Five of the ultramobile PCs were designed by Taiwanese companies, and it will be a first for four of them if they actually market the products. Asustek is the only Taiwanese company of the group that has already launched an ultramobile PC, but it showed off a sleeker design at the Intel Developer Forum in Taipei.
BenQ, a Taiwanese mobile phone and systems maker, displayed its first attempt at an ultramobile PC, as did laptop PC makers Quanta Computer, Compal Electronic, and Inventec.
Elektrobit, from Finland, also displayed an ultramobile PC.
The six designs are all part of Intel's Mobile Internet Device Innovation Alliance, in which group members work together to solve engineering troubles associated with creating a small device able to connect to the internet. The companies are expected to launch ultramobile PCs using Menlow microprocessors in the first half of 2008, and will probably display the items at the official launch of the Intel microprocessor.
Menlow is the codename given to a set of chips Intel is developing for ultramobile PCs and MIDs (mobile internet devices), due out next year. Menlow will include a low-power microprocessor codenamed Silverthorne and a chipset codenamed Poulsbo, according to Intel.
The company also showed off a mock-up of a product designed around its Moorestown chips, which are due out in 2009. The mock-up was about 8x3in, with a touchscreen on one side and a 6Mp video camera on the other. It was made to show hardware makers what's possible with Moorestown, said Gadi Singer, vice president of the Mobility Group at Intel.

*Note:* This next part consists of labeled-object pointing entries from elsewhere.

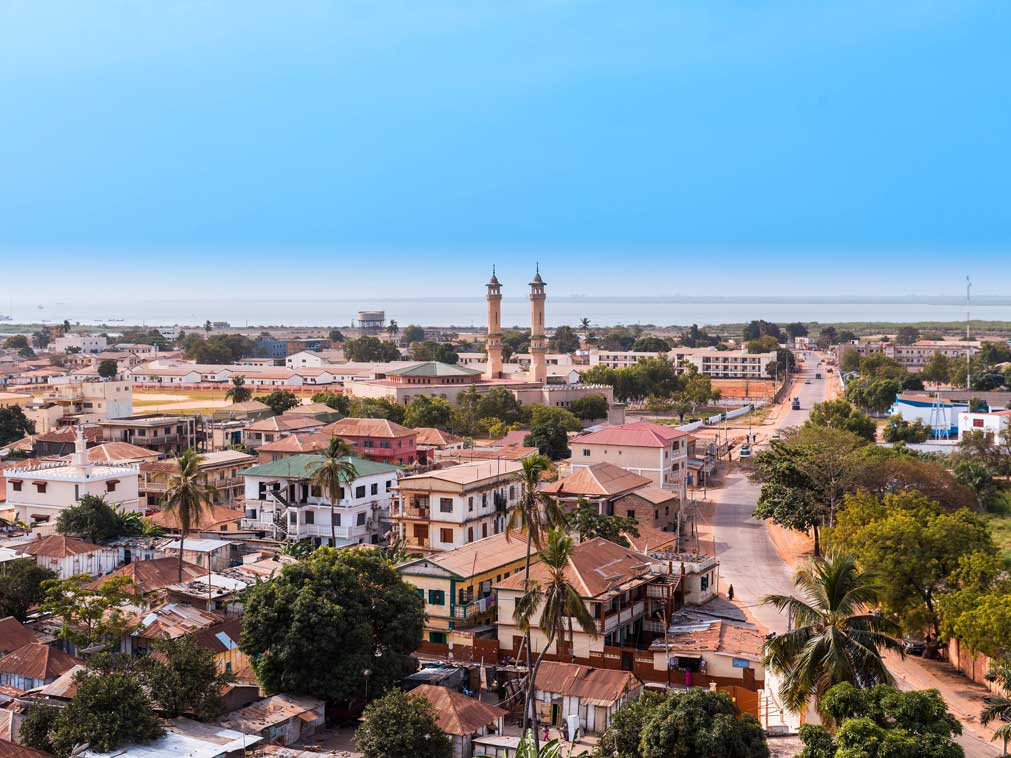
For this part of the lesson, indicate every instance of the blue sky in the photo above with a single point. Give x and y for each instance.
(400, 148)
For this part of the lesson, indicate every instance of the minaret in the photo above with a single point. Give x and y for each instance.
(538, 345)
(493, 343)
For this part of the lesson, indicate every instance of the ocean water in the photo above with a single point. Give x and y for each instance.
(464, 312)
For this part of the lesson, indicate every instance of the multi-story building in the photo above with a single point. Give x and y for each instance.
(377, 439)
(457, 584)
(281, 501)
(450, 507)
(168, 435)
(654, 451)
(38, 493)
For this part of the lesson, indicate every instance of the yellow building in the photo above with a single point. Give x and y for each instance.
(457, 584)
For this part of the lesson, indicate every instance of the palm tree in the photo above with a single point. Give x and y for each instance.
(239, 392)
(557, 602)
(999, 706)
(188, 496)
(336, 470)
(535, 512)
(835, 638)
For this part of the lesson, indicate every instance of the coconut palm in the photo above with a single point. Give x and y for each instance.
(835, 638)
(188, 496)
(239, 392)
(336, 470)
(999, 706)
(556, 601)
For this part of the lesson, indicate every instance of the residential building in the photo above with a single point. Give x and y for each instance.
(450, 507)
(38, 493)
(457, 584)
(281, 501)
(167, 435)
(377, 440)
(654, 451)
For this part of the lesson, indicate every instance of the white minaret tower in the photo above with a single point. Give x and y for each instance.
(493, 343)
(538, 345)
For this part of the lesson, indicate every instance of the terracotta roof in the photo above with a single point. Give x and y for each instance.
(209, 518)
(594, 567)
(153, 575)
(14, 635)
(58, 546)
(37, 661)
(600, 479)
(367, 428)
(456, 714)
(602, 686)
(432, 436)
(638, 435)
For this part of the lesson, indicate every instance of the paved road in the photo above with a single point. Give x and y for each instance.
(748, 558)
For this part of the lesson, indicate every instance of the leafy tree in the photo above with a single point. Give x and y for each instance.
(590, 406)
(183, 678)
(564, 341)
(429, 411)
(21, 587)
(651, 345)
(108, 709)
(588, 523)
(340, 403)
(834, 638)
(401, 725)
(107, 368)
(335, 472)
(695, 722)
(550, 439)
(89, 616)
(899, 430)
(370, 350)
(239, 392)
(325, 620)
(93, 518)
(280, 400)
(412, 334)
(839, 414)
(14, 424)
(188, 496)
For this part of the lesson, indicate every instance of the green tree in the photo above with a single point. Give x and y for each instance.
(183, 678)
(239, 392)
(21, 587)
(834, 638)
(401, 725)
(326, 620)
(336, 471)
(553, 605)
(280, 400)
(187, 496)
(839, 414)
(107, 368)
(14, 424)
(108, 709)
(429, 411)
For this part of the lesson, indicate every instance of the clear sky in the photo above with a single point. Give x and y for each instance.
(400, 148)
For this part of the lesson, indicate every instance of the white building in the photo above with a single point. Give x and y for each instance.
(281, 501)
(39, 493)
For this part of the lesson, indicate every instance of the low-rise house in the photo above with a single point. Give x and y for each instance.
(590, 694)
(68, 556)
(461, 717)
(457, 584)
(34, 665)
(450, 507)
(281, 719)
(281, 501)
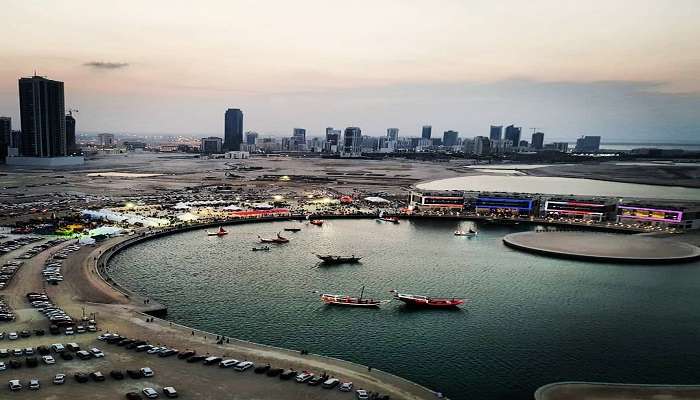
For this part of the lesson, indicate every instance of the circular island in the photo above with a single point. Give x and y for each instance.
(603, 247)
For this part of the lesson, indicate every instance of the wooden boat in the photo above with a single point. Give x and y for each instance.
(220, 232)
(343, 300)
(427, 302)
(278, 240)
(331, 259)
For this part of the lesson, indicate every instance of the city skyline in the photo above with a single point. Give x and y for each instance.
(624, 71)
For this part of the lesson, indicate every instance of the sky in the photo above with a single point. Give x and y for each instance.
(628, 70)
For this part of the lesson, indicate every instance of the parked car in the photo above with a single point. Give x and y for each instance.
(170, 391)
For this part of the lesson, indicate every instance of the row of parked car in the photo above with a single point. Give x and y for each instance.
(52, 267)
(191, 356)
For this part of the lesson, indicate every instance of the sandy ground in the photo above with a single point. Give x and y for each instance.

It is not being developed as a reference design, said Singer, who said he is not aware of any Intel partners currently making similar products.
Moorestown is the codename for the chips that will replace Menlow. Intel expects to put the functions of several chips on to one with Moorestown, including the microprocessor, graphics, video and memory controller, and ensure a 10 times reduction in power consumption compared to today's chips.